Khaled dirige la asociación Círculo de Padres-Foro de Familias (CPFF), de la que es portavoz Robi Damelin. Han pasado unos días en Madrid con motivo de las jornadas celebradas en el Instituto Francés con el rótulo “Tiempos de cambio en el Mediterráneo: la primavera árabe e Israel”. CPFF reúne en su seno a miembros de 650 familias israelíes y palestinas que han perdido a seres queridos en la hoguera del conflicto entre los dos pueblos. Fue creada en 1995 y no tiene una orientación política definida, SÓLO quiere dar una oportunidad a la paz –cuya consecución corresponde a los gobiernos y autoridades de uno y otro bando-, aunque sea a largo plazo, empleando la herramienta de la reconciliación como fermento y caldo de cultivo de LA RAZÓN. CPFF, que financia sus actividades principalmente con fondos suministrados por diversas agencias estatales de cooperación internacional, pertenecientes casi todas a Estados Unidos y la Unión Europea, actúa fundamentalmente en los institutos de enseñanza media, judíos y palestinos.

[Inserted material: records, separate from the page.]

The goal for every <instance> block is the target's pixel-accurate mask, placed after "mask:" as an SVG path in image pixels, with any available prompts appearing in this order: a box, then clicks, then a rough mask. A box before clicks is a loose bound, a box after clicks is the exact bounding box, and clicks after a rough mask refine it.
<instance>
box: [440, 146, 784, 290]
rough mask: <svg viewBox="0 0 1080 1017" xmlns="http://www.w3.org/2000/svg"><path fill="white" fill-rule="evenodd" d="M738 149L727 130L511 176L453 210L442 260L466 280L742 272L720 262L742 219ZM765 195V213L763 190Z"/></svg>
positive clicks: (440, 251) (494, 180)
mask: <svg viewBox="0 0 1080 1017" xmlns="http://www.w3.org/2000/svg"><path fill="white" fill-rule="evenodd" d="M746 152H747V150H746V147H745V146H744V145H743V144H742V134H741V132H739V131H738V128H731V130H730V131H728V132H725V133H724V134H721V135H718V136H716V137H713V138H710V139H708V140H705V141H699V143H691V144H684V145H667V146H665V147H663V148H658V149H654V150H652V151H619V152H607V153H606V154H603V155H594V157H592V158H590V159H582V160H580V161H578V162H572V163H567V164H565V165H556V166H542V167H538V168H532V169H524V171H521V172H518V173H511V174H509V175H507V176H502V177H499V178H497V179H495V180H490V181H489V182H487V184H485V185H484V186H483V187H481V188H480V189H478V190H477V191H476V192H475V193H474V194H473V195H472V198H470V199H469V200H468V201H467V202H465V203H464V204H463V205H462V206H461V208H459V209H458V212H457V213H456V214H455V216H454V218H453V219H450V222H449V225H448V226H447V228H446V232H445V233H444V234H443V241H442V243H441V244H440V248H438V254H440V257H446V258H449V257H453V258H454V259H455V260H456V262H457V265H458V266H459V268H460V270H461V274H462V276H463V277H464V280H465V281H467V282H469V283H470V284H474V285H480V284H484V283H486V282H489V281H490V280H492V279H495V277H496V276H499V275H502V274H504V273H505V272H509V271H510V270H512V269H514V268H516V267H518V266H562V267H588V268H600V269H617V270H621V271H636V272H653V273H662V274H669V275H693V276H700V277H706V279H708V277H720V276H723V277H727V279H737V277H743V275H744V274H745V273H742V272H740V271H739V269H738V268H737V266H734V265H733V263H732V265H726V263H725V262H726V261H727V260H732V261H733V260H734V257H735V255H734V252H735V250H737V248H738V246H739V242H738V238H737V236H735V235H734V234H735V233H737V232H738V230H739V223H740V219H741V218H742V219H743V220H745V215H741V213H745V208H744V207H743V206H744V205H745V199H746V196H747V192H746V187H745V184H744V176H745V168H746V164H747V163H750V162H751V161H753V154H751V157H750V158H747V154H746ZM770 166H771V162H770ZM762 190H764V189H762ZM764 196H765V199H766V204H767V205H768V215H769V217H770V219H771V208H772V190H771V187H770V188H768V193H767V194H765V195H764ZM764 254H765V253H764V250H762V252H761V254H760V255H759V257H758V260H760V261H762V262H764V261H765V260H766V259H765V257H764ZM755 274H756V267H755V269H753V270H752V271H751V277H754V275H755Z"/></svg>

Al parecer, con buena receptividad de los chavales. Esa actividad es crucial. En ambos lados. Pensemos en los muchachos israelíes, que se incorporan al Ejército con 18 años. Los activistas de CPFF les recuerdan que los palestinos son seres humanos, no animales a los que se puede eliminar sin contemplaciones. La última campaña de CPFF es la promoción masiva de donaciones de sangre por israelíes y palestinos para su trasfusión a individuos de “la otra parte” que la puedan necesitar, llegado el caso (que suele llegar a toda prisa). No es sólo una iniciativa para defender la salud biológica. También hay razones de salud política o social, y la campaña interpela a los donantes potenciales con este lema: “¿podrías hacer daño a alguien por cuyas venas corre tu propia sangre? Interesante, me parece.

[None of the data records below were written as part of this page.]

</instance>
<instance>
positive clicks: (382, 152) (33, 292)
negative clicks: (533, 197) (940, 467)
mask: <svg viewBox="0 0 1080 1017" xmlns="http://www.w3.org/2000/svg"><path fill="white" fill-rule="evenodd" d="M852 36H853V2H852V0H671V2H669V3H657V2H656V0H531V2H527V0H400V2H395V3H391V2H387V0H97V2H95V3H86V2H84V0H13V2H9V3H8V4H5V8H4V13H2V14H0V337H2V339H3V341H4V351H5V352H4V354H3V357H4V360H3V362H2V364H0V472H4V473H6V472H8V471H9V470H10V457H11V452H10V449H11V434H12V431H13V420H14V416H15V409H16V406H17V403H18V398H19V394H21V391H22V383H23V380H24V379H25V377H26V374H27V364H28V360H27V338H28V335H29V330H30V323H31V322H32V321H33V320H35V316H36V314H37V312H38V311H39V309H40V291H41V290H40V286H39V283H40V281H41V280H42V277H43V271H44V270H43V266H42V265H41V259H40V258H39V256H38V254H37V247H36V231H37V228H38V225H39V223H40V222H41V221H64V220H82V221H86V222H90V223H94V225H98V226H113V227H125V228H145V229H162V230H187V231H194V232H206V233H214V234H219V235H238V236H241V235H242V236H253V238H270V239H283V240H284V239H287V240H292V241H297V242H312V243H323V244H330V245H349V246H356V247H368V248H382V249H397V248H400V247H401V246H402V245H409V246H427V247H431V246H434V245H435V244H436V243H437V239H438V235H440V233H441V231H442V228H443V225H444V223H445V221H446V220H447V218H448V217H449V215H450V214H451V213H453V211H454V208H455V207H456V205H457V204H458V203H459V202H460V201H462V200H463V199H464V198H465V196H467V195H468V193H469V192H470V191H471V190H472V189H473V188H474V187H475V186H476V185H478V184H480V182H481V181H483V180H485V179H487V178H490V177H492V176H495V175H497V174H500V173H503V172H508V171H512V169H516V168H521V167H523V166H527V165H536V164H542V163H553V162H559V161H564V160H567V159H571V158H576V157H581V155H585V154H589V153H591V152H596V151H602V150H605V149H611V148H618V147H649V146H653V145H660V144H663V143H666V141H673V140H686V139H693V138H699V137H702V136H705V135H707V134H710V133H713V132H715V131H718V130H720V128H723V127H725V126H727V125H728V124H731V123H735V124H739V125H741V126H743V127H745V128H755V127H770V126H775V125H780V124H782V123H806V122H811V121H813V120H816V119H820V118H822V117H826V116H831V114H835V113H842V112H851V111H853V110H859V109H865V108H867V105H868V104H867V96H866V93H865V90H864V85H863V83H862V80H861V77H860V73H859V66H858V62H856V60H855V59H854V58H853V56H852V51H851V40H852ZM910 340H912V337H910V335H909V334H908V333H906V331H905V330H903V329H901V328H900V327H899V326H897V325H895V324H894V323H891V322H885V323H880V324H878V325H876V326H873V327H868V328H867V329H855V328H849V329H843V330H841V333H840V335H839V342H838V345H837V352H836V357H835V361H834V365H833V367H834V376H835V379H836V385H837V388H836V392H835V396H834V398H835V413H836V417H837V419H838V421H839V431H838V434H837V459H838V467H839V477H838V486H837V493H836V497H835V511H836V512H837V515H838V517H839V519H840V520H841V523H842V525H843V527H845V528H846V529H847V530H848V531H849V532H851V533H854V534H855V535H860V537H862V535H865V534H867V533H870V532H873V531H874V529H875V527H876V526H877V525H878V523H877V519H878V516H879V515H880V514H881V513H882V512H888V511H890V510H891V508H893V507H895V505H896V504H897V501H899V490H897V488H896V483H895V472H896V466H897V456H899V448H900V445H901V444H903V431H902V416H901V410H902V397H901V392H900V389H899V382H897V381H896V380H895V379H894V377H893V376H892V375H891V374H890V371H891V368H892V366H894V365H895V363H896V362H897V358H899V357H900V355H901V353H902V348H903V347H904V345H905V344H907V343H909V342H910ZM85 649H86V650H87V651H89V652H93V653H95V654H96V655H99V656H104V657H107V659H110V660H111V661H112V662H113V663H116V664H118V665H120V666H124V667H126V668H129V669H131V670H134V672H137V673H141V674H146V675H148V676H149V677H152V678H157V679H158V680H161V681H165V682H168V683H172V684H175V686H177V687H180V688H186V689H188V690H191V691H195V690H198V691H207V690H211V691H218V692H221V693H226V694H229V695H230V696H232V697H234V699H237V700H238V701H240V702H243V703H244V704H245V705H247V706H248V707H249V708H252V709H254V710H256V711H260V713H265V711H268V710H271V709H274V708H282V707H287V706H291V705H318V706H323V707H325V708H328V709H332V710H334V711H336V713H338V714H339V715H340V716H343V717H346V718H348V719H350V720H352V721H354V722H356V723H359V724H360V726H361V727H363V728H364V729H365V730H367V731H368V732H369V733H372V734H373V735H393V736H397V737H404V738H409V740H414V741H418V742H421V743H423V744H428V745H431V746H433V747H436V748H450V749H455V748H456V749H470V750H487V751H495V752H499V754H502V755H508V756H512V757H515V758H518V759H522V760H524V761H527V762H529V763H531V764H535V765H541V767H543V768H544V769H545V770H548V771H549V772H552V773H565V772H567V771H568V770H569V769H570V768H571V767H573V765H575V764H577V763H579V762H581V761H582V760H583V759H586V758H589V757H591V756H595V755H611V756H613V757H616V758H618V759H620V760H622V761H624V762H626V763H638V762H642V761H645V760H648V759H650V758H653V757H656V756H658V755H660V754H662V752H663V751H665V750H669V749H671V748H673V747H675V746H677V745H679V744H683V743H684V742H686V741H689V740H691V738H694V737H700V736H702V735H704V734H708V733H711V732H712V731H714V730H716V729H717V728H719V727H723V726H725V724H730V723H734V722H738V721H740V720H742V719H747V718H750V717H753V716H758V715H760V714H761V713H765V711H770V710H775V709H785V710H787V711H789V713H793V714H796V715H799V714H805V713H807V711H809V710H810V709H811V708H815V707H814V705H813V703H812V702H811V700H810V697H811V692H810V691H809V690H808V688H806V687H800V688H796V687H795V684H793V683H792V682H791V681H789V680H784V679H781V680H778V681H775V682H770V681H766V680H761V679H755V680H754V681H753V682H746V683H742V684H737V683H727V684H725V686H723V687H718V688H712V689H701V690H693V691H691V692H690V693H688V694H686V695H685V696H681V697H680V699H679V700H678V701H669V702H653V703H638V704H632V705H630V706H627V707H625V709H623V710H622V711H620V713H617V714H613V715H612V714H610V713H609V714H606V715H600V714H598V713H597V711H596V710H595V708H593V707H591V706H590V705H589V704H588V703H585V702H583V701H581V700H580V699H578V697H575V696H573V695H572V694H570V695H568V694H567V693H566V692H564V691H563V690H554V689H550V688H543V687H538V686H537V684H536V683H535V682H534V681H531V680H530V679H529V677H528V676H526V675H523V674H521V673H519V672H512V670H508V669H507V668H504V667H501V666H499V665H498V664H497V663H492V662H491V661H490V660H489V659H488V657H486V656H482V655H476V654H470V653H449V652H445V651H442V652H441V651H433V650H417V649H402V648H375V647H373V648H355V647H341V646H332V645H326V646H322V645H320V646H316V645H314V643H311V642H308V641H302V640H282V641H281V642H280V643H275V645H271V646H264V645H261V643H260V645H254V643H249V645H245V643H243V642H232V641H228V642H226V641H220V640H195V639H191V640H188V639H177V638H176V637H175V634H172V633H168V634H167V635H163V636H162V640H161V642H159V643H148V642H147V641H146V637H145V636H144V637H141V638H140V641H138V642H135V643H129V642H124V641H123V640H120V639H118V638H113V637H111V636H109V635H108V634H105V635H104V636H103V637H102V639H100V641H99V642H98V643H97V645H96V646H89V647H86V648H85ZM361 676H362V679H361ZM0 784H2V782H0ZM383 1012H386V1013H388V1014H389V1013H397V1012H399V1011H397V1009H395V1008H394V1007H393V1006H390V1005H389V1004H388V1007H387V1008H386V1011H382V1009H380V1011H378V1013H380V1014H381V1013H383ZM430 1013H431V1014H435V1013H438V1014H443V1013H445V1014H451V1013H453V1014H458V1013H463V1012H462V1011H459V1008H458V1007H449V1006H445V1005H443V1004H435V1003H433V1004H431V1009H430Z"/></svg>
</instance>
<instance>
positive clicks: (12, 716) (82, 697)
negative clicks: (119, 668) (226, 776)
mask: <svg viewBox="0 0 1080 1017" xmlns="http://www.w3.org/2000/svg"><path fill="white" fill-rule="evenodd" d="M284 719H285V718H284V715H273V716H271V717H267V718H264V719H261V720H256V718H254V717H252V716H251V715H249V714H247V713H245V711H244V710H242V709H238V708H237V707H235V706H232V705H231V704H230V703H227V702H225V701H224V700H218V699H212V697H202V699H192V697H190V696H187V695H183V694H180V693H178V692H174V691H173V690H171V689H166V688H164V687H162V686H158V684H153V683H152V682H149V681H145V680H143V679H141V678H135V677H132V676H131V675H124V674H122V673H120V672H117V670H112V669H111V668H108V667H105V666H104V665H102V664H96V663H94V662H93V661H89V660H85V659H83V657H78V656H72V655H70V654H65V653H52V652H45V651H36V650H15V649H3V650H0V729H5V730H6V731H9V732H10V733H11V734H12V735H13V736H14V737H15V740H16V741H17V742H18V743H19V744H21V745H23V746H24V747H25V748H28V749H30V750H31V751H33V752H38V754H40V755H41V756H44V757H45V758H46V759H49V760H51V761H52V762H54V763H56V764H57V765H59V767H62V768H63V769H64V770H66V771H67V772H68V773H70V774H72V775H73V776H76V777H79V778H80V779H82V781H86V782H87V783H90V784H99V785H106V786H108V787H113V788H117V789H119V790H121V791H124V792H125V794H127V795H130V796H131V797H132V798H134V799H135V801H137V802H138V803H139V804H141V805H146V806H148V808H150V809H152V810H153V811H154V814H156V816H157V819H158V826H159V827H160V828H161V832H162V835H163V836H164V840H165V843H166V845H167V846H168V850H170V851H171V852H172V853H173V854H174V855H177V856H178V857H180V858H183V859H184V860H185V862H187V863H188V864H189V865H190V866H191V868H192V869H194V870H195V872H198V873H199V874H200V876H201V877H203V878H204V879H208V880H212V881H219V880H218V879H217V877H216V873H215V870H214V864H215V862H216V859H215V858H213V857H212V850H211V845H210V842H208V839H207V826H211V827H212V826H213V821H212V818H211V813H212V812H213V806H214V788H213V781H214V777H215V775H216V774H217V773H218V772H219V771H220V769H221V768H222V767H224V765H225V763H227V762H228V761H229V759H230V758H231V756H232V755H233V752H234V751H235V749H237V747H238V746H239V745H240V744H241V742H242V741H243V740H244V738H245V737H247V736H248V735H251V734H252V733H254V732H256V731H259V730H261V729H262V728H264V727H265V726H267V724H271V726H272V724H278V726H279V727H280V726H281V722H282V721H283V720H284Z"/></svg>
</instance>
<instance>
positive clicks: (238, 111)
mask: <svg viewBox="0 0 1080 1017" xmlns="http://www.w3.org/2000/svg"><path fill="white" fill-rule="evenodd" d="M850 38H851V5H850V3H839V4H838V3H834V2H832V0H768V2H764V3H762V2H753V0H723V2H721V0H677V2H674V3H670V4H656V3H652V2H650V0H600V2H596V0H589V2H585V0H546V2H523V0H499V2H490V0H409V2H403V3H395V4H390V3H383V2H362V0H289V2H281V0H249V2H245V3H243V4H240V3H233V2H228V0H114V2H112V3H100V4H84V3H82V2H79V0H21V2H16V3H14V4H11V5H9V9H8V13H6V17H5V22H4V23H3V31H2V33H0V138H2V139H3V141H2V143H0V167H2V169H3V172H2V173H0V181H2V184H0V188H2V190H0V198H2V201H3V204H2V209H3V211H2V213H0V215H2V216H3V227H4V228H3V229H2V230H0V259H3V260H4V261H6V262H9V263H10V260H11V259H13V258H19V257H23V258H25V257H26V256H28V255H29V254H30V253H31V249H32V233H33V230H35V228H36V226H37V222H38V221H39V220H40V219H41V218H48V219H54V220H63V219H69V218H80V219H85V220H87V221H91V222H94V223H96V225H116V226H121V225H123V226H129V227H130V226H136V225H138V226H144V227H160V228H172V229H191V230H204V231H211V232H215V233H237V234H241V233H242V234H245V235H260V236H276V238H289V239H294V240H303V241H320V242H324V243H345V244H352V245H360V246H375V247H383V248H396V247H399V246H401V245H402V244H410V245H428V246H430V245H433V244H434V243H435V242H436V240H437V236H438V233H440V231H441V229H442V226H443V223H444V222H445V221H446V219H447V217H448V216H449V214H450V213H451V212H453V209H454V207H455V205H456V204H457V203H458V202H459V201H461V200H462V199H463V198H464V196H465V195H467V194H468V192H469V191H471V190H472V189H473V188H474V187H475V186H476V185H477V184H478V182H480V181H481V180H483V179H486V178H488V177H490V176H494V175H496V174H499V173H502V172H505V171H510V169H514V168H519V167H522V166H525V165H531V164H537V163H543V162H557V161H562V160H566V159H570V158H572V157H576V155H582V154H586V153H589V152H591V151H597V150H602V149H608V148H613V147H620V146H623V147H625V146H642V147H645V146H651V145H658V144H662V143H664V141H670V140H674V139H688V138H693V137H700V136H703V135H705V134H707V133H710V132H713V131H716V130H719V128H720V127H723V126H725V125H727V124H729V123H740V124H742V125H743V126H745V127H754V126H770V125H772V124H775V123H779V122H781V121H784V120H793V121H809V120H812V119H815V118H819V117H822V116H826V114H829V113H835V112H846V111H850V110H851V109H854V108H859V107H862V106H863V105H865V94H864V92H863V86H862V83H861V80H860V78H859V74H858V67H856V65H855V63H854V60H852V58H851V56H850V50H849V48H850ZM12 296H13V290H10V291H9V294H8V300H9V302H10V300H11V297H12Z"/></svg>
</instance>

Me despido de Robi Damelin antes de que suba a su habitación a echar una cabezadita. Me sonríe con sus ojos cansados, pero amistosos, y me hace una confidencia final: “CPFF es el único club no elitista que no desea tener más socios”. Ya en el taxi que me lleva a casa en la bendita y pacífica villa de Madrid me escucho a mí mismo decir amén. Esta buena gente, como tantos otros israelíes y palestinos, merece un empujón de la fortuna.